Not everyone feels the same way as me of course, especially not ones in the gym of the Swiss Hotel. One man on a treadmill was walking slower than most people do in the street. He'd come to the gym to become lazier. I half expected he'd be reaching for some nachos, and clocking up more calories than he was losing in real time. There were people reclining on the exercise mats, as if they were sun loungers. Another man was reading a book, READING! IN A  GYM! If I'd tried that sweat alone would caused me to paper-mashe my own forearms. The only person seemingly working hard was a man on one of those squish-your-legs-toegether-and-grunt machines, I don't know the technical term. You know what I mean. And he was only sweating because he'd hired what appeared to be a professional nagger. I'm told there is another word for these people: personal trainer. I wonder how a gym would advertise for that position 'Jobs on offer. We're hiring people who enjoy badgering others endlessly and who have little or no sense of compassion. Must be comfortable slinging insults at strangers. Previous experience as a school bully preferred.'

Nothing happened in all that cycling in the gym, nothing but my reflection growing sweatier in the copious mirrors all gyms have so that the vain can gorge on themselves. There were no landslides, torrential downpours (apart from of sweat) or ferocious dog chases. It just wasn’t the same thing. Surely I didn’t miss the wreckless drivers? I did, a little, I did. Somewhere, I thought, perhaps 100 or 200 or 500 km north of here, in the Malaysian palm oil plantations, was a cycle tourer hopefully scouting for a place to pitch their tent, amongst the dash of monitor lizards. And I envied them that, even though I could now sit in a white dressing gown, at a desk, and decide on my favourite aperitif.

I flew next to Jakarta and spent some nice days with my friends Anne, Phillipe and Zoe, giving talks and visiting the rubbish pickers homes on the edge of the city (research for the book). 




And then I flew back to London, the captain of my plane announcing that the weather was ‘overcast with light rain’ which brought a small sarcastic cheer from my fellow passengers and made me smile at the Britishness of taking pride in our shortcomings, and pride in this pride too.

I arrived back to Heathrow to a very British clog of passengers at immigration, proving the comparative naffness of the UK compared to the efficiency of Singapore. In Singapore there was an electronic touch screen outside the toilets where you could rate their cleanliness. In Heathrow there were two blocked urinals, brimming with cold piss.

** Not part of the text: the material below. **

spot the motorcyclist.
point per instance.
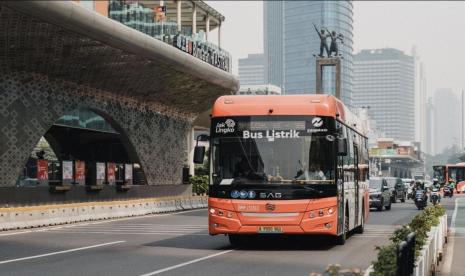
(436, 186)
(421, 186)
(451, 184)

Travelators stun me, or rather the people who use them without walking. They are supposed to save you time in airports, but they’ve been hijacked by those who want to save on effort. Oh the laboriousness of bipedal locomotion! They are emblematic of modern societal sloth. Perhaps these people have some sort of laziness quota they have to fulfil per day, and the hours of sedentary stewing on planes wasn’t enough. I wondered what would happen if one of these travelators broke down with a full load of lazy souls on board. Would they just stand there, befuddled, until they succumbed days later to dehydration? Would I walk past skeletal shapes bleakly begging for nourishment? Would they end as a dry pile of bones stacked on top of the metal floor, rather than take a step forward? I want to grab them by the lapels and scream ‘LIFE is passing you by!’

So that’s it for this month, I will try to continue this blog monthly until the new one takes shape – I have no idea how long that will be.

Next for me: some talks, more writing (the book is shaping up), some kind of sport that doesn’t involve wheels and, if possible, a little less cheesecake. After all, I’m not a cycle tourer any more; I’m a writer, and one who doesn’t lust after heart disease (unless the heart disease comes with sprinkles and chocolate sauce, then: I’m game).